Soal Penghargaan Diskotek, GNPF Ulama Bela Pemprov DKI

PrimaBerita – Pemprov DKI Jakarta Anies Baswedan memberikan penghargaan Adikarya Wisata kepada 31 perusahaan atau tempat usaha, Salah satunya adalah diskotek Colosseum.

Menanggapi hal itu Ketua Gerakan Nasional Pengawal Fatwa (GNPF) Ulama Yusuf Muhammad Martak membela Pemerintah Provinsi DKI Jakarta yang memberikan penghargaan Adikarya Wisata kepada diskotek Colosseum.
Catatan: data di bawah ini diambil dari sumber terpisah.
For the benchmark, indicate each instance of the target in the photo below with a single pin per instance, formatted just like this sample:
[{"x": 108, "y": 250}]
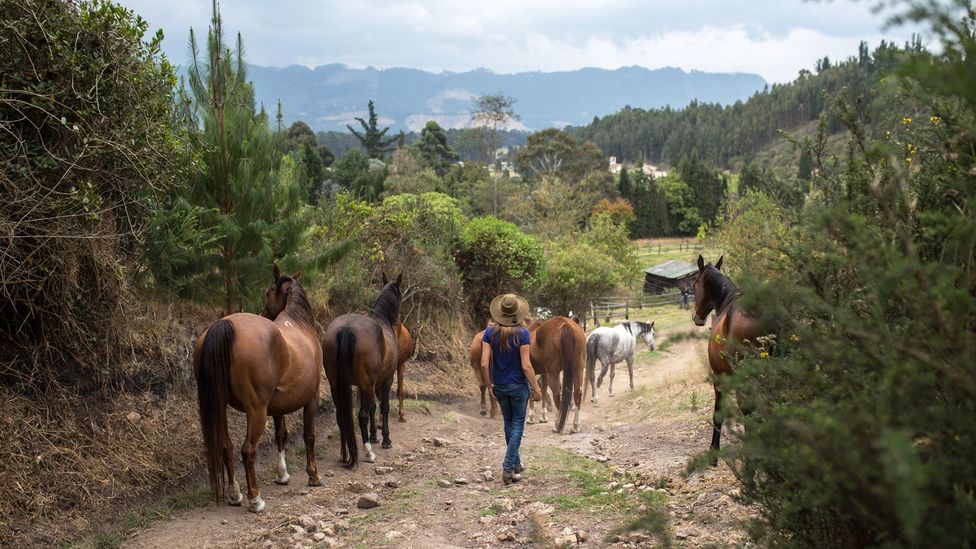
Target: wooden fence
[{"x": 607, "y": 310}]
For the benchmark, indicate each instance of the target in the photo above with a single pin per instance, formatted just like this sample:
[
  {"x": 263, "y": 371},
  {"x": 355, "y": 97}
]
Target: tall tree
[
  {"x": 372, "y": 138},
  {"x": 492, "y": 113},
  {"x": 246, "y": 186}
]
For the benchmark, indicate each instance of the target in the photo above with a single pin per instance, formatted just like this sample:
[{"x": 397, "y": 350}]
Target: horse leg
[
  {"x": 308, "y": 423},
  {"x": 366, "y": 402},
  {"x": 249, "y": 450},
  {"x": 234, "y": 495},
  {"x": 578, "y": 393},
  {"x": 385, "y": 412},
  {"x": 372, "y": 415},
  {"x": 544, "y": 384},
  {"x": 716, "y": 426},
  {"x": 281, "y": 438},
  {"x": 400, "y": 368},
  {"x": 555, "y": 386},
  {"x": 613, "y": 372},
  {"x": 630, "y": 370}
]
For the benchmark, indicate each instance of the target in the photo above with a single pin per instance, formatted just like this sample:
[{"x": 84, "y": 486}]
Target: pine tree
[
  {"x": 247, "y": 190},
  {"x": 434, "y": 151},
  {"x": 372, "y": 138}
]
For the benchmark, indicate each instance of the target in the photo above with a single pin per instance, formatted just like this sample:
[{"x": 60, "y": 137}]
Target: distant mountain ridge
[{"x": 330, "y": 96}]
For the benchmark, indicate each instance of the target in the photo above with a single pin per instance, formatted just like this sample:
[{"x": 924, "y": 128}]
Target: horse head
[
  {"x": 705, "y": 302},
  {"x": 276, "y": 297}
]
Menurutnya, tidak ada yang aneh dari pemberian penghargaan tersebut.

Baca juga : Penyebab Banjir Di Ibu Kota, Pemprov DKI Tidak Menyalahkan Bogor

Yusuf seolah risih dengan beragam komentar di jagat media sosial yang menyudutkan Gubernur DKI Jakarta Anies Baswedan terkait penghargaan tersebut. Ada sejumlah alasan mengapa Yusuf memberikan pembelaan.
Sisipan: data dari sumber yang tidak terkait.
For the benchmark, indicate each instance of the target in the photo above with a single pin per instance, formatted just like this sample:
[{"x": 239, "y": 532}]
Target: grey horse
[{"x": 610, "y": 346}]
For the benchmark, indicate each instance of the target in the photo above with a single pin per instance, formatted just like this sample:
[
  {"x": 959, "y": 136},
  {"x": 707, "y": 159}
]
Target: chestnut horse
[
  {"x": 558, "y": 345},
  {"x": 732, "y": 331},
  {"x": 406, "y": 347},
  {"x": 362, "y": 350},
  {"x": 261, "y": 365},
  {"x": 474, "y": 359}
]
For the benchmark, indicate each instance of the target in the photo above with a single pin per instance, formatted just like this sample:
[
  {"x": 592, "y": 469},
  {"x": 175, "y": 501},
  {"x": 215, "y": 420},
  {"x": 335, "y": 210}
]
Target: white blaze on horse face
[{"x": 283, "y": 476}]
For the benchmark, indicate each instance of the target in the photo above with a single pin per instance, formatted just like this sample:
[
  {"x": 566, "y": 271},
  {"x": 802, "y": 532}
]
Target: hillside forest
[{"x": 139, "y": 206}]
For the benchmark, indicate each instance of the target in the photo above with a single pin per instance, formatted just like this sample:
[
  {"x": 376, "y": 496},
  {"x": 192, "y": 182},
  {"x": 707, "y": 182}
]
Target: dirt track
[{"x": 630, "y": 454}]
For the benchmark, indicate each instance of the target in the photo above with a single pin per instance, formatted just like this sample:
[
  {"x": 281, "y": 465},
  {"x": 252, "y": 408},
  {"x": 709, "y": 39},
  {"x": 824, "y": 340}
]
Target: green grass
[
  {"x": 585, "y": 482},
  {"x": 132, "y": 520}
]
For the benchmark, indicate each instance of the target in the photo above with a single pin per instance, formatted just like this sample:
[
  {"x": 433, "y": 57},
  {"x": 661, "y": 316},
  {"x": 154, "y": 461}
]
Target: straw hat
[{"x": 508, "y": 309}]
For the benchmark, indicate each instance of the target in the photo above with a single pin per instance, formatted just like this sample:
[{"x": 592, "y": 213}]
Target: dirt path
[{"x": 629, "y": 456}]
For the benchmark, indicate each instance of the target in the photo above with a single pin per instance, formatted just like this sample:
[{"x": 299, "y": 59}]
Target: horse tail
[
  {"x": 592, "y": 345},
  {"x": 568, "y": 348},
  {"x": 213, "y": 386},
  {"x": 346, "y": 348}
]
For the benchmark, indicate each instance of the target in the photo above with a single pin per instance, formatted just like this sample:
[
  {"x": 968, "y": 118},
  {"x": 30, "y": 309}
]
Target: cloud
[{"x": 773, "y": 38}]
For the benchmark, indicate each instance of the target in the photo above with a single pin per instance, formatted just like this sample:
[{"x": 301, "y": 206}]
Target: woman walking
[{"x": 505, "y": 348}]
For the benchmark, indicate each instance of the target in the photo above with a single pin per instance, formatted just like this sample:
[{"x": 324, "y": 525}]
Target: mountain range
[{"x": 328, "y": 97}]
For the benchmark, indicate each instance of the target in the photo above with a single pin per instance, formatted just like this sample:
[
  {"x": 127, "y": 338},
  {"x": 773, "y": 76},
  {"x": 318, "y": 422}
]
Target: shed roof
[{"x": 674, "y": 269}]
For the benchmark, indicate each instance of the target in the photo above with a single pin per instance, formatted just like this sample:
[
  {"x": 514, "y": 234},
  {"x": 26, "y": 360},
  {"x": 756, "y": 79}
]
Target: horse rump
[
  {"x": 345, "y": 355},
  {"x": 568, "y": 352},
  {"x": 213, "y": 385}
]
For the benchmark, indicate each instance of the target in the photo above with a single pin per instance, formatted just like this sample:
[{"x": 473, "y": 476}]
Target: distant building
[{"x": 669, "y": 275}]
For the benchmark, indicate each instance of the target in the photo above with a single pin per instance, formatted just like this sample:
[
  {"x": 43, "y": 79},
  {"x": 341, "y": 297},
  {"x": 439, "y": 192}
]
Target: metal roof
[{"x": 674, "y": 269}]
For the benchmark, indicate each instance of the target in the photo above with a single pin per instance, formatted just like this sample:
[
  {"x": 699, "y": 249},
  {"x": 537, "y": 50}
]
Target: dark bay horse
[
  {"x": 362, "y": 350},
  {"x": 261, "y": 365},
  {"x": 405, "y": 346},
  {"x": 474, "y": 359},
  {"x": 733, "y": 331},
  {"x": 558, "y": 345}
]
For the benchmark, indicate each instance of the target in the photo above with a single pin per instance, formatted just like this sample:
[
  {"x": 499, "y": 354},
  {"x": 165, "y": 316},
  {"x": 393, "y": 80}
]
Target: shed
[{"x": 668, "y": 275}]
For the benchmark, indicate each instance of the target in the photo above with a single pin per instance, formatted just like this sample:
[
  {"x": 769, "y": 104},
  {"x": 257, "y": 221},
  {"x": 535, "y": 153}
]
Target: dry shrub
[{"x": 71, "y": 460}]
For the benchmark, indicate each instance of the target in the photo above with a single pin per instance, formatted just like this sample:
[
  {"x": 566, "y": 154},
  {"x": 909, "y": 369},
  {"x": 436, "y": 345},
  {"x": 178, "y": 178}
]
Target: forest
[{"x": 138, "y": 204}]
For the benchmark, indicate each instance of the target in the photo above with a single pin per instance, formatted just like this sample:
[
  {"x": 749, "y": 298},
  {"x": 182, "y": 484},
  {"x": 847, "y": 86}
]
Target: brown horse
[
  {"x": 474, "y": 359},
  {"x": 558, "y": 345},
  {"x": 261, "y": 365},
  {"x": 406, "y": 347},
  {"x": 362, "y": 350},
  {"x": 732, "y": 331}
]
Yusuf menjelaskan bahwa Pemprov DKI Jakarta tidak melanggar peraturan tertentu ketika memberikan penghargaan Adikarya Wisata kepada diskotek Colosseum. Karenanya, tidak ada yang salah.

Pemberian penghargaan juga telah melewati berbagai pertimbangan. Misalnya, diskotek Colosseum memiliki peran dalam menyerap tenaga kerja serta memberikan kontribusi terhadap pembangunan dan perkembangan pariwisata di ibu kota.
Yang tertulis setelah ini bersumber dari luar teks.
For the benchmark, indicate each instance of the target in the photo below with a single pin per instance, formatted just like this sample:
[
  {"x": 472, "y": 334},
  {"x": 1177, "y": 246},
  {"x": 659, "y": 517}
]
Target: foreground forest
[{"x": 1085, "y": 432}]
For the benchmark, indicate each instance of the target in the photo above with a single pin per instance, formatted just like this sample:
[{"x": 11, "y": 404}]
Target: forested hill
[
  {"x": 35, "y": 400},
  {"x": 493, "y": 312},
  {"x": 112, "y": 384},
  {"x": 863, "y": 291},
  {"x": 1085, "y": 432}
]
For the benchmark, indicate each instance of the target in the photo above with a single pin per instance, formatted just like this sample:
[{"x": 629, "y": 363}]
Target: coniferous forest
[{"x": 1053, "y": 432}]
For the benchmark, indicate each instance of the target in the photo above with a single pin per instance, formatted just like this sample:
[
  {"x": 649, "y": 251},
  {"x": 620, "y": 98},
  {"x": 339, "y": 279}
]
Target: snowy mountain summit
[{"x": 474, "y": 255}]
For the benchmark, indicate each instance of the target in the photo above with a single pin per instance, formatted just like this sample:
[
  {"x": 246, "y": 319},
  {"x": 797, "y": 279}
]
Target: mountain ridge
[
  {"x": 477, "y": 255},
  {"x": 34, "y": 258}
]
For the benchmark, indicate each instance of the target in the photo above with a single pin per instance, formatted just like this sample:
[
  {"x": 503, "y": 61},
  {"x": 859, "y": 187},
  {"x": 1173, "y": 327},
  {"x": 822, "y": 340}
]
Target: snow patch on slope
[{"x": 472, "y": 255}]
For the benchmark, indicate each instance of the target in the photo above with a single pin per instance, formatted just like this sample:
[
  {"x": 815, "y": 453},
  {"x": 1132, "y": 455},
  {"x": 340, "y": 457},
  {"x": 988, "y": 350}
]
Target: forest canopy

Dia heran ketika penghargaan kepada Colosseum diberikan dipertanyakan banyak orang. Padahal, kata Yusuf, ada pihak lain yang juga diberikan penghargaan serupa namun hanya Colosseum yang dijadikan polemik.

Yusuf yakin Anies telah menimbang banyak hal. Terutama soal peraturan. Menurutnya, Anies pasti telah memahami segala jenis norma hukum sebelum memutuskan untuk memberikan penghargaan kepada Colosseum.

Baca juga : Ini Bocoran Anggota Dewan Pertimbangan Presiden Jokowi

Yusuf lalu menegaskan bahwa masyarakat akan selalu mendukung Anies sebagai Gubernur DKI Jakarta. Asalkan tidak melanggar peraturan atau norma-norma hukum yang berlaku.

Dia pun berharap Anies terus konsisten selama menjabat sebagai Gubernur DKI Jakarta dengan tidak melanggar peraturan perundang-undangan. Yusuf pun ingin Anies terus memantau tempat-tempat usaha dan tidak sungkan bertindak tegas jika ada pelanggaran.